Facilitate implementation. Living evidence has the potential to speed up the incorporation of science into practice and policy. Decisions do not depend solely on evidence, however, and changes in practice generally lag behind changes in guidance. Research on implementation is therefore essential to understand how best living evidence can serve policy and practice. So far, experience with implementation has been limited to fewer than a dozen case studies such as those mentioned here.
Issues that need to be investigated include: assessing the impact of new models of dissemination (for example, continuous ‘what’s new’ feeds rather than conventional, intermittent announcements); deciding when changes in evidence should trigger implementation; and whether a supply of reliable, current evidence affects how it is incorporated into decisions. In many instances, implementation activities will not need to change, and living evidence will give them a head start.
Living-evidence outputs should also be set up to integrate with data systems. For example, health-care recommendations in living guidelines could flow into clinical tools to support physicians’ decisions. Living systematic reviews of low-carbon technologies could update climate-change-mitigation models.
Decisions relevant to global challenges must be informed by the best available evidence. It should no longer be acceptable for evidence to be out of date, biased or selective. Without trustworthy and up-to-date summaries, the world risks making ill-informed decisions and wasting investment.

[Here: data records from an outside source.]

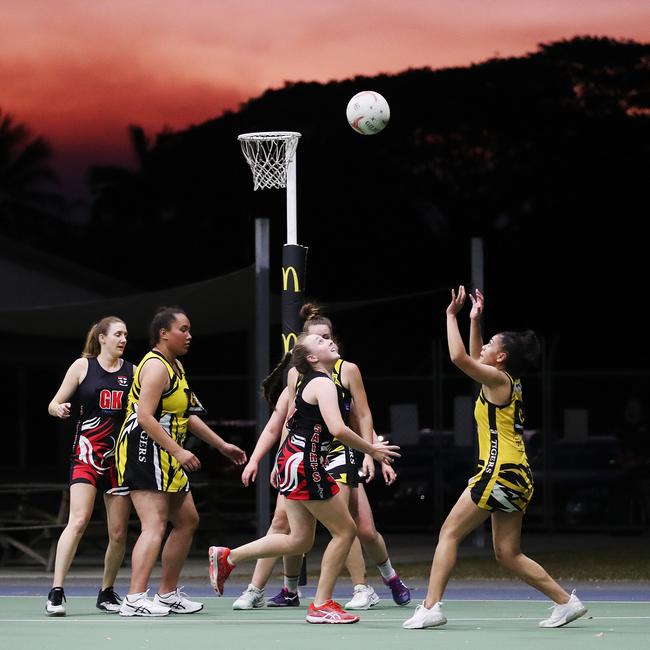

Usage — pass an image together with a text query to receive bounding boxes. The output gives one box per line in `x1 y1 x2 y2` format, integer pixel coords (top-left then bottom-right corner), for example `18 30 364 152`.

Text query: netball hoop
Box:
237 131 301 244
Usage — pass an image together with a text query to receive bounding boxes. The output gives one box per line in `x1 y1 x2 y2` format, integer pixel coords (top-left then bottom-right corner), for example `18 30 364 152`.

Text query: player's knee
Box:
355 521 378 546
108 523 127 544
269 512 289 535
68 512 91 535
494 544 519 568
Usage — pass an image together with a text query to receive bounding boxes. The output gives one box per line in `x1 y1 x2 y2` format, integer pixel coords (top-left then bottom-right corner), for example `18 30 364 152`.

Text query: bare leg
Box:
306 492 357 607
129 490 169 594
424 489 490 609
102 494 131 589
492 512 570 605
350 483 388 564
158 492 199 594
229 499 316 564
251 494 288 589
52 483 97 587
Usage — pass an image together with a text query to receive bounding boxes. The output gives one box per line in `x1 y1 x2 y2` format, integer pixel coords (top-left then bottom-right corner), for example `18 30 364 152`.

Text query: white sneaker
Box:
232 585 266 609
402 603 447 630
345 585 379 609
539 589 587 627
120 589 171 616
153 587 203 614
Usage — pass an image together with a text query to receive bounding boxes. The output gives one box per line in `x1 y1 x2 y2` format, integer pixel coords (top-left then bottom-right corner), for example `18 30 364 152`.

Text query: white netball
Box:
346 90 390 135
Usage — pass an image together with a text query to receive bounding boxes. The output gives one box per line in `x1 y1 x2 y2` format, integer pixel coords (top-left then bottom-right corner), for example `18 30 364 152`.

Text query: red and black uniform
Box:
275 372 340 501
70 357 133 494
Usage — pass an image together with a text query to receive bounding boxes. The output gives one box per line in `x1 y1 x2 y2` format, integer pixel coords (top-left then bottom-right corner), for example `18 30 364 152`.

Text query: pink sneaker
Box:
307 600 359 624
208 546 235 596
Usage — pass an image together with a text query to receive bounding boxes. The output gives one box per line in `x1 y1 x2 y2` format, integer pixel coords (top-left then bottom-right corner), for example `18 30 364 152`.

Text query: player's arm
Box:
241 386 289 487
187 415 246 465
310 377 399 463
342 361 373 444
469 289 485 360
47 357 88 420
447 286 510 390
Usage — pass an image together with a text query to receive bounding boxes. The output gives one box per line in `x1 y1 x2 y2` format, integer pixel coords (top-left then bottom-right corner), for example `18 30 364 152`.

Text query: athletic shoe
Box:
95 587 122 614
232 585 266 609
345 585 379 609
402 603 447 630
153 588 203 614
539 589 587 627
120 589 171 616
266 587 300 607
307 600 359 624
45 587 65 616
208 546 235 596
384 574 411 607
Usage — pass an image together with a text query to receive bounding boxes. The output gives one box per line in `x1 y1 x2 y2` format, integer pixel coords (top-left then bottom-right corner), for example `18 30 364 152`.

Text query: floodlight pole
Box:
282 153 307 354
287 154 298 244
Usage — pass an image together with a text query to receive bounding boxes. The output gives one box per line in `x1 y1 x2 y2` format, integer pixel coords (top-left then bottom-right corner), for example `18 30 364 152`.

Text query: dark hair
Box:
291 332 311 375
300 302 334 338
500 330 540 377
81 316 126 359
262 352 291 407
149 307 187 347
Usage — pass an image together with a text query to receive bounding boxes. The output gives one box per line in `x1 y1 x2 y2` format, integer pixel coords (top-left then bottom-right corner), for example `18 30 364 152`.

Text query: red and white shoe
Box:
307 600 359 624
208 546 235 596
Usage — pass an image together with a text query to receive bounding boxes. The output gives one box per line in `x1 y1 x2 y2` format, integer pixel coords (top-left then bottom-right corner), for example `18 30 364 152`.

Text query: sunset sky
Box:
0 0 650 200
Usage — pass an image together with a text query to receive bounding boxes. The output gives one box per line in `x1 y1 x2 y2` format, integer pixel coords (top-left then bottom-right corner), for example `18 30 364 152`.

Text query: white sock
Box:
284 576 300 594
126 591 147 602
377 558 397 580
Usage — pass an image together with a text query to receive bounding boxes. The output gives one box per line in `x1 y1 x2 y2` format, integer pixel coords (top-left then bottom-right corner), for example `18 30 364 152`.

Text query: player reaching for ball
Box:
403 286 587 629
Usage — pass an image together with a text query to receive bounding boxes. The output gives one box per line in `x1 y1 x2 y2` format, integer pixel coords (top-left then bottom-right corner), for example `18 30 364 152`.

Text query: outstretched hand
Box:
370 440 402 463
469 289 485 320
447 284 466 316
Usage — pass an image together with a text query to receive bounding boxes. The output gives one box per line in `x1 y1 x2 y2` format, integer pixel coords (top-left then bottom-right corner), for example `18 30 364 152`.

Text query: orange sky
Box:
0 0 650 199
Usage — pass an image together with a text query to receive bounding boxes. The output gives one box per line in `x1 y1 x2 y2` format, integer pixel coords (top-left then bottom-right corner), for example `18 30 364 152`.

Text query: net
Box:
237 131 301 190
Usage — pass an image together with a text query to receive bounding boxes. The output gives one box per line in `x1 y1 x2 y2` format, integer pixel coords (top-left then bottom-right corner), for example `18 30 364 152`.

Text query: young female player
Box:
233 303 411 609
45 316 133 616
403 286 587 629
209 334 399 623
117 307 246 616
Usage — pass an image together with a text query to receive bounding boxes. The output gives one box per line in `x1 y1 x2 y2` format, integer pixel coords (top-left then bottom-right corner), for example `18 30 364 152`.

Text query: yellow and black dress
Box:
116 350 195 492
469 373 533 512
325 359 363 487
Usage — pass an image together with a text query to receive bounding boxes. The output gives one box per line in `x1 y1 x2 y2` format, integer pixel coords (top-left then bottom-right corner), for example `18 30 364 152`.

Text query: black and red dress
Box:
275 371 339 501
70 357 133 494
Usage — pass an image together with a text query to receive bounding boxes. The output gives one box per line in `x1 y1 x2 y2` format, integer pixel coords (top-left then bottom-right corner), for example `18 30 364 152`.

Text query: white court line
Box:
0 594 650 604
0 616 650 625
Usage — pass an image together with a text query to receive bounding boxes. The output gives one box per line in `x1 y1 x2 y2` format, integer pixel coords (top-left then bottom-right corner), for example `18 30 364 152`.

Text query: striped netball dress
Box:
70 357 133 494
325 359 363 487
469 373 533 512
275 371 339 501
117 350 202 492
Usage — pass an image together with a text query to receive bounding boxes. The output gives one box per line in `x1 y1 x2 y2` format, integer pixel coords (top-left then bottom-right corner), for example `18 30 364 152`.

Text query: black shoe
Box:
95 587 122 614
45 587 65 616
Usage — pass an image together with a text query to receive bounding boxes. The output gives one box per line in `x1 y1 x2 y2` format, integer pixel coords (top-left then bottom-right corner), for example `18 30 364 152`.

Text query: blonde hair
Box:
81 316 125 359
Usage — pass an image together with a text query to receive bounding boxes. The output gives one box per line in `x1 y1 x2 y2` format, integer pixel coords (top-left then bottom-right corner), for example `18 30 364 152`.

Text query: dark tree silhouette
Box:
0 109 66 241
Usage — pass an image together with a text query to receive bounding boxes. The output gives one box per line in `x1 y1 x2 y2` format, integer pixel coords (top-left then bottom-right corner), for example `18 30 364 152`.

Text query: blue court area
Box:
0 572 650 650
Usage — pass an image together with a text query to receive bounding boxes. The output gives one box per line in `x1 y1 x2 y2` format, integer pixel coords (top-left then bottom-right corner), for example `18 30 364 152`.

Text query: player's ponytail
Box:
501 330 540 377
300 302 332 332
262 351 291 407
81 316 124 359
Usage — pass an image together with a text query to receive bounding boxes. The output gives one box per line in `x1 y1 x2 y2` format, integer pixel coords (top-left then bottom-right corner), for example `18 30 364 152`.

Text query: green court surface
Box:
0 596 650 650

Living evidence as a practice has been around for barely five years, and there is much to learn. Our experience so far is counter to common initial concerns. Rather than being confused by changing guidelines, clinicians value a resource they know is up to date. Interest from living-evidence practitioners can be sustained and team membership can gradually shift without interrupting updates. The cost of continuously updating guidelines seems about the same as gearing up for big revisions every few years.

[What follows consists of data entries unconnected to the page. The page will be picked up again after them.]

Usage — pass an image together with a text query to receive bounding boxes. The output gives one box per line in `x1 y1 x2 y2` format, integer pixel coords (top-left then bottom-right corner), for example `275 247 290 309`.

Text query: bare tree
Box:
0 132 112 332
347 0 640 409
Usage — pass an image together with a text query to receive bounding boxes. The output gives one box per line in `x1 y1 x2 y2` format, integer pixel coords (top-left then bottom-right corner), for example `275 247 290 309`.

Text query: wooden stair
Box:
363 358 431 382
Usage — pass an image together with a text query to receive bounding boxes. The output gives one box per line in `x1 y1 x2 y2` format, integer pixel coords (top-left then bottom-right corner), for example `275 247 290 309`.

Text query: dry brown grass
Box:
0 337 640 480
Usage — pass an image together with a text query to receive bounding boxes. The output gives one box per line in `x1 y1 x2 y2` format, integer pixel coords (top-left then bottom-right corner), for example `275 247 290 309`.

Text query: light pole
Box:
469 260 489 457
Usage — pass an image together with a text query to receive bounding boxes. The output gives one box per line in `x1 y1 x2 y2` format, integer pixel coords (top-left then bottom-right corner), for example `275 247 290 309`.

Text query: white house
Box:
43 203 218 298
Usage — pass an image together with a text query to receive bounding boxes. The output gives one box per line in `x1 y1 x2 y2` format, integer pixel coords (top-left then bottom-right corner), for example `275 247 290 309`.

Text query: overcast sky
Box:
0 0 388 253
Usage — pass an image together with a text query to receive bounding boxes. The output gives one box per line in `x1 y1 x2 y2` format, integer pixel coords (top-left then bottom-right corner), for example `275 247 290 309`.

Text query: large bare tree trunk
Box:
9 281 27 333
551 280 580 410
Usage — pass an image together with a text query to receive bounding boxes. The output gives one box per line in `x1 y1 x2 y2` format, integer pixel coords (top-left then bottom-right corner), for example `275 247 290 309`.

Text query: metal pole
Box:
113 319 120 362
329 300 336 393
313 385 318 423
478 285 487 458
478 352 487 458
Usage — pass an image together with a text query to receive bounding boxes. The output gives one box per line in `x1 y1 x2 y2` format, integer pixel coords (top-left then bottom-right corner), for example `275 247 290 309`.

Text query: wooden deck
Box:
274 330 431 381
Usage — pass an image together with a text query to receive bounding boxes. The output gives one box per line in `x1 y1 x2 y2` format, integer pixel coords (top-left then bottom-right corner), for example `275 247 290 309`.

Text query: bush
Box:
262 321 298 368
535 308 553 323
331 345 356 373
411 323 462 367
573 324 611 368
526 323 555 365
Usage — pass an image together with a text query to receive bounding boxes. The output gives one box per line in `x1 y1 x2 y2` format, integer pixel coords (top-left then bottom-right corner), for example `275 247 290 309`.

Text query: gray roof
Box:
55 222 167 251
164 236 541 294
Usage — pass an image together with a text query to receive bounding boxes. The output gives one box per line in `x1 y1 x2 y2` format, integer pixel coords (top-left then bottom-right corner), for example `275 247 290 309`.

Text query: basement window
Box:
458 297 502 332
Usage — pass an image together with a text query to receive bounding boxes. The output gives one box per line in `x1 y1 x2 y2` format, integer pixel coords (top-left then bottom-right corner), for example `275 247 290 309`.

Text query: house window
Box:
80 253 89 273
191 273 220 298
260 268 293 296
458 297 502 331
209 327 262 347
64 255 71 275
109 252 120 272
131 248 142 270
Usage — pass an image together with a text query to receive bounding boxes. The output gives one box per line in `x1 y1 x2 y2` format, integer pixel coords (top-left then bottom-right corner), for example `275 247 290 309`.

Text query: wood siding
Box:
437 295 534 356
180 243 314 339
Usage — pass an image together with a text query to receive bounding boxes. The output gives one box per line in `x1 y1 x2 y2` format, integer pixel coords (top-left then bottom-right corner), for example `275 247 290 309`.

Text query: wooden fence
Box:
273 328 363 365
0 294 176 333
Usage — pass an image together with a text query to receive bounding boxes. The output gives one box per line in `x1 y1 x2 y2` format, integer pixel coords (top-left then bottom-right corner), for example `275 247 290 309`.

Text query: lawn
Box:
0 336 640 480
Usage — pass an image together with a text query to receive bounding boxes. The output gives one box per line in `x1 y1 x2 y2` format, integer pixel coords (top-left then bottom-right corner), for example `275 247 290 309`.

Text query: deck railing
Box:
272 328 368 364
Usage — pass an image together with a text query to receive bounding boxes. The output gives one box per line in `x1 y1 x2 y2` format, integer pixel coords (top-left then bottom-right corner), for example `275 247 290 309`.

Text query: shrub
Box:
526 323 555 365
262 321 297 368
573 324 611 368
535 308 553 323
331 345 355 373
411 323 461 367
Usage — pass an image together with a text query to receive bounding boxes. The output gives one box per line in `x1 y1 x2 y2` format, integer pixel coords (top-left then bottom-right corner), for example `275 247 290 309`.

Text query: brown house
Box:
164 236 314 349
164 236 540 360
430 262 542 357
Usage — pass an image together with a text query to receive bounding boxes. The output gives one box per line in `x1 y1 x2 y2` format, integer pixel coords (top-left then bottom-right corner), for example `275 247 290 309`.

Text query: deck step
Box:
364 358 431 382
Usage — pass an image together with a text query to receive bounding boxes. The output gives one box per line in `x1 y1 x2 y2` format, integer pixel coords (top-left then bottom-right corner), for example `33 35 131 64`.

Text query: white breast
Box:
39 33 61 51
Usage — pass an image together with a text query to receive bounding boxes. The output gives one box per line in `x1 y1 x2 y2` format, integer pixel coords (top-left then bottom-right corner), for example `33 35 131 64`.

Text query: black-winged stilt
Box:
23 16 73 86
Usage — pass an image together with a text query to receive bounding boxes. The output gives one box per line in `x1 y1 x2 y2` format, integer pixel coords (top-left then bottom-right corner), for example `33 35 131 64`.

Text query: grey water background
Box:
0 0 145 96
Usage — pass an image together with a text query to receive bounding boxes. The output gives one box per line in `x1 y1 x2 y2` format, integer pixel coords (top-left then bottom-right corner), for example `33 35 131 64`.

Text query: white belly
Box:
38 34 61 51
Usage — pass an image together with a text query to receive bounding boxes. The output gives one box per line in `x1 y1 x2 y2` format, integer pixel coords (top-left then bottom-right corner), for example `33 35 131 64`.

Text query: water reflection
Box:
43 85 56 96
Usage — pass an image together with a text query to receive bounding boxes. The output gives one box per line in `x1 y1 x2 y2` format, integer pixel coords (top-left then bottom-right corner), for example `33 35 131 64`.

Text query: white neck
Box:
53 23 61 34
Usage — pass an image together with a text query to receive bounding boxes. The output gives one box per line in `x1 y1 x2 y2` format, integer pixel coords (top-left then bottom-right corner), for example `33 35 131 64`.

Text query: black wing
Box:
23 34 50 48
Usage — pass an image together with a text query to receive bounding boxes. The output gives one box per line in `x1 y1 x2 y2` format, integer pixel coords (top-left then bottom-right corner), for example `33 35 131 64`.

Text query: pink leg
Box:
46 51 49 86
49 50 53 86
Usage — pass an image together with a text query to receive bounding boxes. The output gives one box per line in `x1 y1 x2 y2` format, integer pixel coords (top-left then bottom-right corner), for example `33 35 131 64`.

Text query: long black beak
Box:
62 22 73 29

The advances made in evidence systems during the COVID-19 pandemic should extend beyond health. We call on researchers in all scientific fields, and their funders, to test the living-evidence model across diverse domains. Trialling the approach with different types of evidence, for a wide range of decision makers, will contribute to the advancement and scale-up of the model. Science does not stand still; neither should its synthesis and translation into action.